In the Blink of an Eye
Walter Murch · 1995 · 8 ideas · 8 min
Film editing is not a technical afterthought but a distinct art form governed by its own principles, chief among them that a cut should follow the emotional logic of a blink rather than mere continuity of action.
Why this book
Walter Murch, a veteran film and sound editor, argues that editing is an underappreciated art form with its own coherent aesthetic logic, not simply a mechanical process of trimming footage to match continuity or pacing conventions. His central claim is that the best cuts mimic the psychological function of a human blink, which occurs not randomly but at moments when attention shifts or a thought completes, meaning skilled editors intuit when an audience is psychologically ready to move to a new shot rather than mechanically following rules about matching action or eyelines. He ranks emotion as the primary consideration governing where a cut should happen, above story logic, rhythm, eye-trace, and the two-dimensional plane of the screen, and above three-dimensional spatial continuity, arguing these secondary factors matter but should yield to emotional truth when they conflict.
The book matters because it gives editing, historically treated as invisible craft in service of direction, a genuine theoretical foundation, arguing that cutting decisions shape meaning and feeling as much as any other filmmaking choice.

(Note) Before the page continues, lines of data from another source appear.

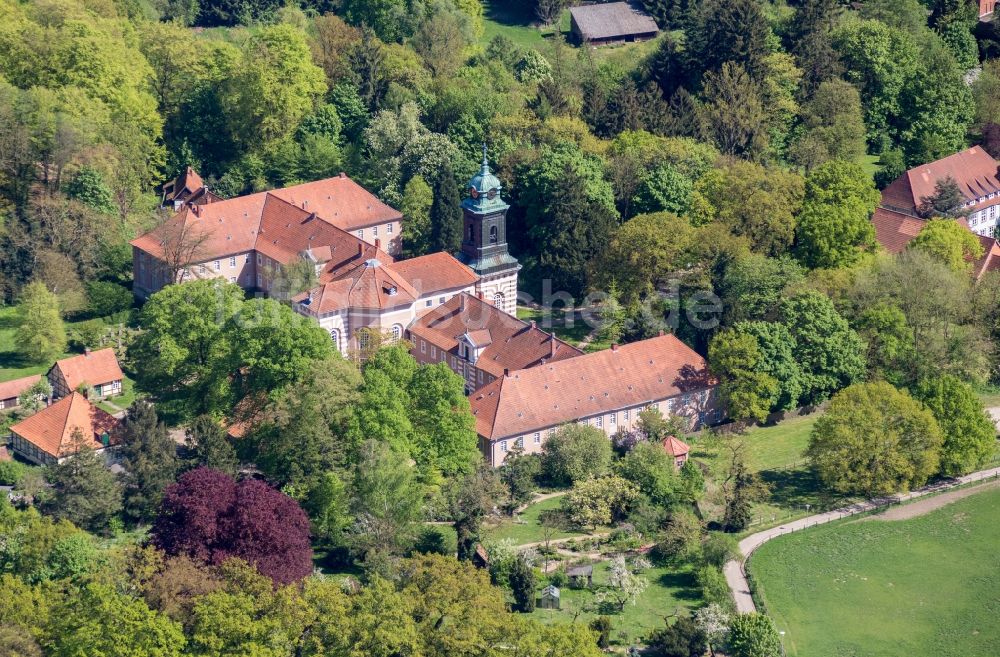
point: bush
(11, 472)
(106, 298)
(435, 540)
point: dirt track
(928, 504)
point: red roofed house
(11, 391)
(606, 389)
(48, 436)
(93, 370)
(479, 341)
(677, 449)
(977, 176)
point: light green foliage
(756, 202)
(829, 352)
(833, 127)
(753, 635)
(273, 87)
(875, 440)
(880, 61)
(747, 391)
(970, 436)
(101, 621)
(575, 452)
(834, 225)
(950, 243)
(598, 501)
(40, 336)
(649, 467)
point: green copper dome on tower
(483, 190)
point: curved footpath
(736, 569)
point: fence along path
(735, 570)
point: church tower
(484, 240)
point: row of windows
(361, 232)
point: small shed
(612, 22)
(677, 449)
(550, 597)
(580, 576)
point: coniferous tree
(85, 491)
(446, 214)
(149, 458)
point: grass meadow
(924, 587)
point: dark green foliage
(84, 490)
(149, 459)
(681, 639)
(208, 446)
(522, 584)
(446, 214)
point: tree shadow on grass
(683, 585)
(794, 489)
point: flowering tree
(210, 517)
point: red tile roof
(554, 393)
(339, 201)
(261, 222)
(973, 169)
(675, 447)
(51, 429)
(436, 272)
(94, 368)
(509, 343)
(16, 387)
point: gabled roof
(339, 201)
(564, 391)
(675, 447)
(16, 387)
(51, 429)
(512, 344)
(261, 222)
(894, 231)
(611, 20)
(92, 368)
(973, 169)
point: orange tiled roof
(973, 169)
(339, 201)
(567, 390)
(435, 273)
(51, 429)
(512, 344)
(14, 388)
(94, 368)
(675, 447)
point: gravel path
(735, 570)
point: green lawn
(525, 528)
(669, 590)
(925, 587)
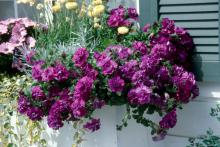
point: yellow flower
(62, 1)
(90, 7)
(71, 5)
(96, 25)
(47, 1)
(39, 6)
(97, 2)
(123, 30)
(67, 19)
(98, 10)
(89, 13)
(56, 8)
(96, 19)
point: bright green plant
(16, 130)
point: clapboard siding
(191, 16)
(198, 24)
(207, 49)
(171, 2)
(190, 8)
(201, 19)
(203, 32)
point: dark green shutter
(201, 19)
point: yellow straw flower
(39, 6)
(56, 8)
(98, 10)
(62, 1)
(123, 30)
(97, 2)
(96, 19)
(71, 5)
(89, 13)
(96, 25)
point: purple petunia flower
(48, 74)
(150, 63)
(146, 27)
(37, 71)
(120, 11)
(92, 125)
(129, 68)
(83, 88)
(132, 13)
(140, 47)
(140, 95)
(80, 57)
(35, 113)
(3, 29)
(58, 112)
(98, 104)
(23, 104)
(186, 86)
(169, 120)
(37, 93)
(78, 107)
(163, 74)
(60, 72)
(29, 56)
(116, 84)
(89, 71)
(167, 26)
(108, 66)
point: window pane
(6, 9)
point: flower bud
(123, 30)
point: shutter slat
(207, 49)
(168, 2)
(198, 24)
(203, 32)
(189, 8)
(206, 40)
(206, 57)
(197, 16)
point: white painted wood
(189, 8)
(165, 2)
(196, 16)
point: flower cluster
(149, 74)
(121, 19)
(15, 33)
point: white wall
(193, 120)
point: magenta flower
(129, 68)
(132, 13)
(35, 113)
(116, 84)
(37, 71)
(3, 29)
(48, 74)
(60, 72)
(98, 104)
(37, 93)
(23, 104)
(140, 47)
(140, 95)
(78, 107)
(92, 125)
(80, 57)
(83, 88)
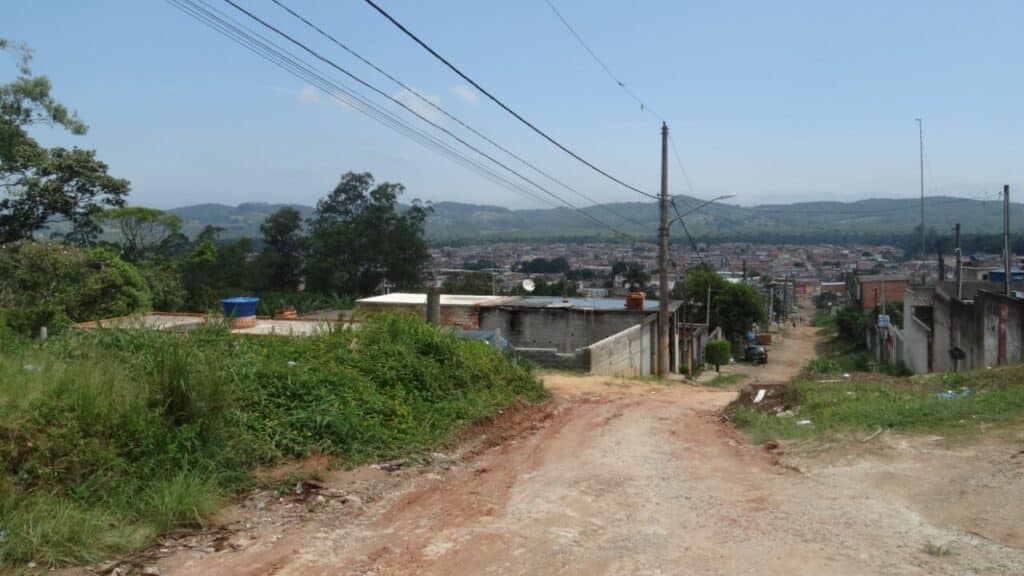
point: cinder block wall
(465, 317)
(626, 354)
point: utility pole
(921, 142)
(960, 287)
(663, 262)
(1006, 239)
(708, 309)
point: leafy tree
(54, 285)
(851, 324)
(163, 276)
(357, 238)
(44, 186)
(717, 353)
(733, 306)
(282, 260)
(142, 230)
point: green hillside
(873, 218)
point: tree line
(72, 249)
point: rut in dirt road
(642, 482)
(624, 478)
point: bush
(717, 353)
(823, 366)
(110, 438)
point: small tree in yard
(717, 353)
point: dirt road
(633, 478)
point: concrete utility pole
(708, 310)
(921, 142)
(960, 286)
(663, 262)
(1006, 239)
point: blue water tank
(242, 306)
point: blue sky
(775, 101)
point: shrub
(823, 366)
(717, 353)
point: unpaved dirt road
(633, 478)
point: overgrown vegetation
(725, 380)
(717, 353)
(873, 403)
(110, 438)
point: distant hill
(872, 218)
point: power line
(291, 64)
(434, 106)
(409, 109)
(873, 211)
(270, 51)
(593, 54)
(495, 98)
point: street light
(680, 217)
(663, 261)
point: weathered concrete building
(596, 335)
(943, 333)
(457, 311)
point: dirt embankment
(644, 482)
(632, 478)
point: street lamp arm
(698, 207)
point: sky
(773, 101)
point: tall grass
(900, 404)
(110, 438)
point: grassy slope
(869, 402)
(109, 439)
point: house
(871, 290)
(942, 333)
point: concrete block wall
(625, 354)
(551, 358)
(464, 317)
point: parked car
(757, 355)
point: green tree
(636, 277)
(200, 278)
(733, 306)
(357, 238)
(43, 186)
(851, 324)
(54, 285)
(142, 230)
(283, 257)
(717, 353)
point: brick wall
(870, 292)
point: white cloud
(465, 92)
(308, 94)
(413, 101)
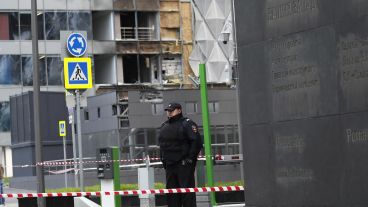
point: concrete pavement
(13, 202)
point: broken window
(130, 69)
(140, 68)
(27, 71)
(86, 115)
(80, 21)
(104, 69)
(54, 22)
(4, 117)
(114, 109)
(148, 67)
(146, 26)
(25, 26)
(9, 26)
(213, 107)
(127, 22)
(54, 71)
(172, 69)
(10, 69)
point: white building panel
(55, 4)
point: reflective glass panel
(9, 26)
(54, 22)
(80, 21)
(54, 70)
(27, 71)
(9, 70)
(4, 117)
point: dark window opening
(86, 115)
(114, 110)
(9, 26)
(157, 109)
(130, 69)
(127, 22)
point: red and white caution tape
(126, 192)
(61, 163)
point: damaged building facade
(134, 45)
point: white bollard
(84, 202)
(146, 180)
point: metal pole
(36, 104)
(74, 149)
(79, 133)
(116, 168)
(206, 130)
(65, 174)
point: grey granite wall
(303, 82)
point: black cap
(172, 106)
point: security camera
(225, 37)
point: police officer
(180, 144)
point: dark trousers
(180, 176)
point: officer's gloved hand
(186, 161)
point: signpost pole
(71, 122)
(206, 130)
(65, 173)
(36, 105)
(77, 76)
(79, 134)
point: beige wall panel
(169, 34)
(187, 70)
(117, 26)
(169, 6)
(126, 48)
(171, 47)
(170, 19)
(148, 5)
(149, 48)
(186, 13)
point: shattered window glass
(54, 70)
(27, 71)
(9, 70)
(80, 21)
(54, 22)
(25, 26)
(4, 117)
(172, 69)
(9, 26)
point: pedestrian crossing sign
(77, 73)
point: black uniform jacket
(179, 139)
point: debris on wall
(172, 69)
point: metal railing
(144, 33)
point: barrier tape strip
(126, 192)
(61, 163)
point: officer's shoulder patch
(194, 128)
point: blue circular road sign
(76, 44)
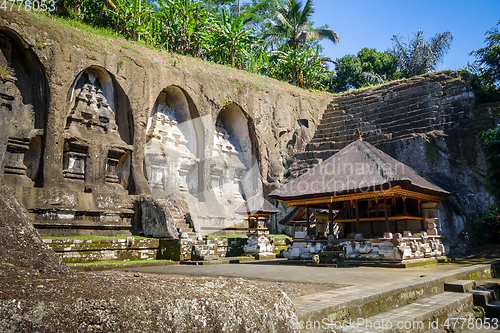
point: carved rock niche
(234, 168)
(174, 137)
(97, 149)
(23, 104)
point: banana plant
(232, 40)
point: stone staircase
(427, 304)
(385, 114)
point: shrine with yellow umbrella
(378, 207)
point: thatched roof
(358, 167)
(256, 205)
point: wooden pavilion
(365, 191)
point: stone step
(460, 286)
(415, 317)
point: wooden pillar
(308, 221)
(386, 216)
(357, 218)
(330, 217)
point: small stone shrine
(257, 209)
(378, 209)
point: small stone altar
(257, 209)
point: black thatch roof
(358, 167)
(256, 205)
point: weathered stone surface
(152, 121)
(156, 218)
(116, 302)
(205, 134)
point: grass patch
(116, 262)
(95, 237)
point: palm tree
(418, 56)
(293, 24)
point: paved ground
(274, 271)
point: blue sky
(372, 23)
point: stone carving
(92, 110)
(74, 161)
(93, 148)
(169, 162)
(20, 107)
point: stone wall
(430, 123)
(74, 250)
(96, 123)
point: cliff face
(92, 122)
(96, 121)
(430, 123)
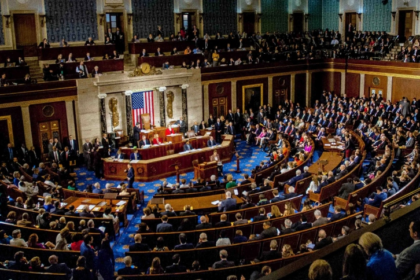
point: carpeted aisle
(250, 157)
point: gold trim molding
(8, 119)
(261, 86)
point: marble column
(270, 90)
(233, 95)
(27, 126)
(206, 101)
(389, 89)
(185, 103)
(292, 87)
(362, 86)
(70, 119)
(102, 111)
(162, 106)
(128, 109)
(343, 82)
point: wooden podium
(174, 138)
(205, 170)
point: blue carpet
(250, 157)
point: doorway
(114, 20)
(298, 22)
(25, 33)
(351, 18)
(249, 23)
(48, 130)
(405, 24)
(219, 106)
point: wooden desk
(162, 167)
(13, 54)
(112, 65)
(156, 151)
(333, 159)
(201, 203)
(331, 144)
(78, 52)
(15, 73)
(176, 60)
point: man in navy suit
(130, 175)
(377, 198)
(144, 141)
(211, 142)
(292, 181)
(219, 130)
(228, 204)
(135, 155)
(164, 226)
(183, 245)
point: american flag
(143, 104)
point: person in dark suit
(188, 146)
(219, 127)
(56, 267)
(323, 240)
(138, 246)
(261, 215)
(337, 214)
(211, 142)
(144, 141)
(183, 245)
(164, 226)
(119, 40)
(203, 242)
(272, 254)
(168, 211)
(175, 267)
(135, 155)
(269, 231)
(182, 125)
(228, 204)
(223, 221)
(128, 270)
(223, 263)
(302, 224)
(105, 145)
(130, 175)
(346, 189)
(203, 223)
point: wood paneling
(352, 85)
(37, 116)
(329, 81)
(300, 89)
(218, 90)
(404, 87)
(280, 83)
(381, 83)
(240, 84)
(16, 115)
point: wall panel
(352, 85)
(377, 82)
(404, 87)
(74, 20)
(219, 16)
(15, 114)
(37, 116)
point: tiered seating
(378, 212)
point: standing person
(106, 261)
(120, 41)
(87, 148)
(136, 134)
(130, 175)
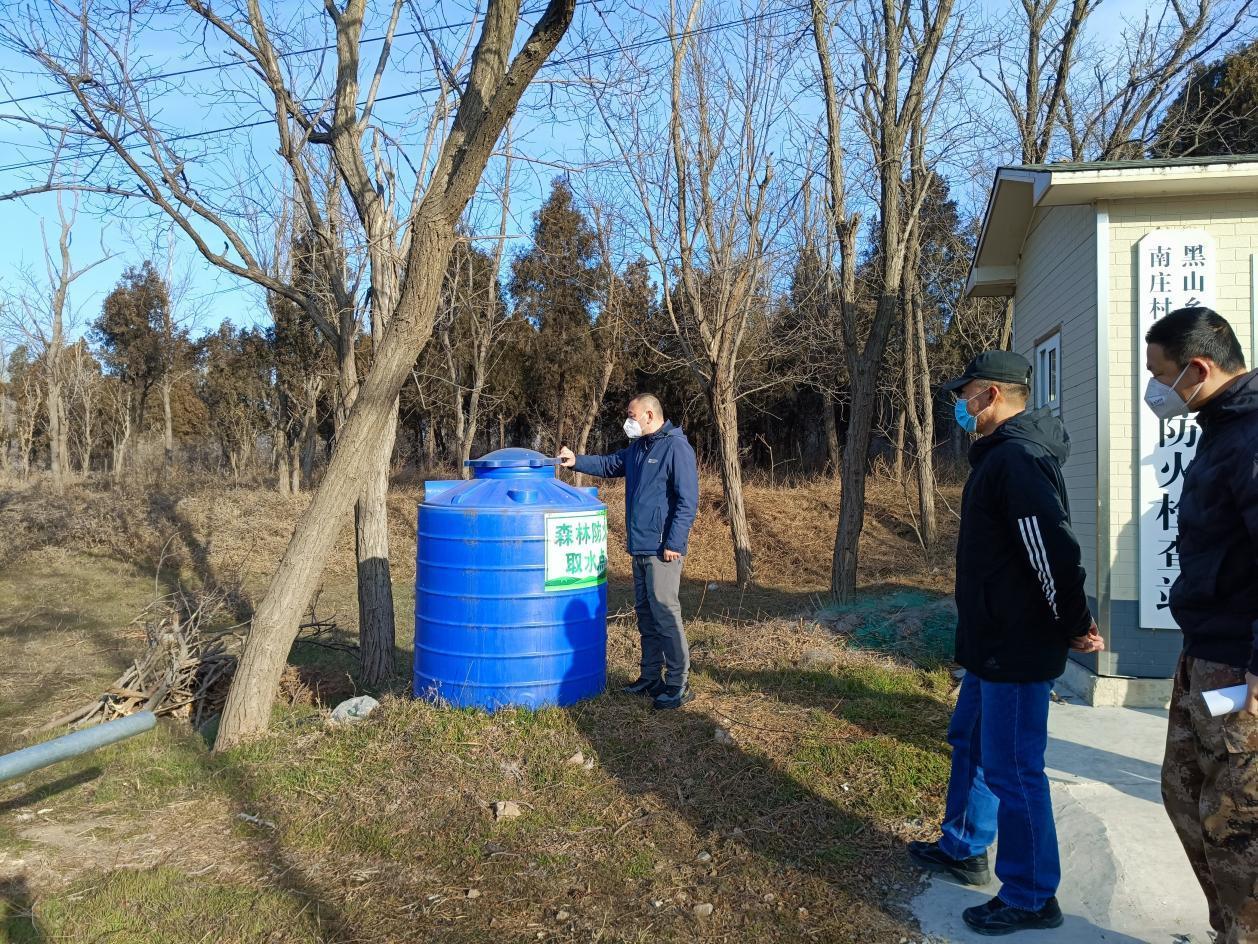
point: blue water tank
(511, 587)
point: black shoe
(968, 871)
(644, 686)
(672, 696)
(998, 918)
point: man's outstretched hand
(1090, 642)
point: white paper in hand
(1225, 701)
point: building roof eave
(1017, 191)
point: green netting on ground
(913, 624)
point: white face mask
(1164, 400)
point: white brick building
(1091, 254)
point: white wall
(1057, 290)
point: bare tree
(610, 326)
(896, 43)
(471, 321)
(116, 417)
(710, 212)
(6, 421)
(43, 314)
(1113, 110)
(83, 383)
(405, 241)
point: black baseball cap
(1001, 366)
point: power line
(551, 64)
(211, 67)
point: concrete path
(1125, 879)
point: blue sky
(544, 131)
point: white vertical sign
(1175, 269)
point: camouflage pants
(1210, 791)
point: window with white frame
(1047, 379)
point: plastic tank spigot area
(511, 595)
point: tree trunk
(1007, 326)
(57, 457)
(725, 415)
(366, 438)
(360, 453)
(376, 629)
(918, 394)
(167, 428)
(120, 449)
(283, 456)
(856, 456)
(310, 444)
(832, 433)
(429, 443)
(898, 468)
(88, 431)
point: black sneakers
(672, 696)
(968, 871)
(998, 918)
(644, 686)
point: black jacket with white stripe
(1019, 577)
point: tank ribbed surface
(511, 597)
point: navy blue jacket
(662, 488)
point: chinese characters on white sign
(1175, 268)
(576, 550)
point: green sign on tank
(576, 550)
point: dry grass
(790, 828)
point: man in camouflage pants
(1210, 770)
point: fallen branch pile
(185, 670)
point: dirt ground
(780, 797)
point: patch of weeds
(881, 775)
(640, 865)
(165, 906)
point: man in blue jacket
(662, 496)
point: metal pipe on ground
(71, 745)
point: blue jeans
(999, 734)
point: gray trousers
(657, 587)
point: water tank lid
(513, 458)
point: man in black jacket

Murch's framework has influenced how editors, directors, and film scholars talk about the relationship between technical continuity and emotional truth, extending implications beyond film into any medium involving sequential, edited experience.
Who should read it
Filmmakers, editors, and film students seeking a theoretical grounding for editing decisions beyond technical rules. It also suits general readers curious how invisible craft choices shape emotional experience in media they consume.
About the author
Walter Murch is an American film editor and sound designer whose credits include Apocalypse Now and The Godfather Part II, and who has won multiple Academy Awards for editing and sound.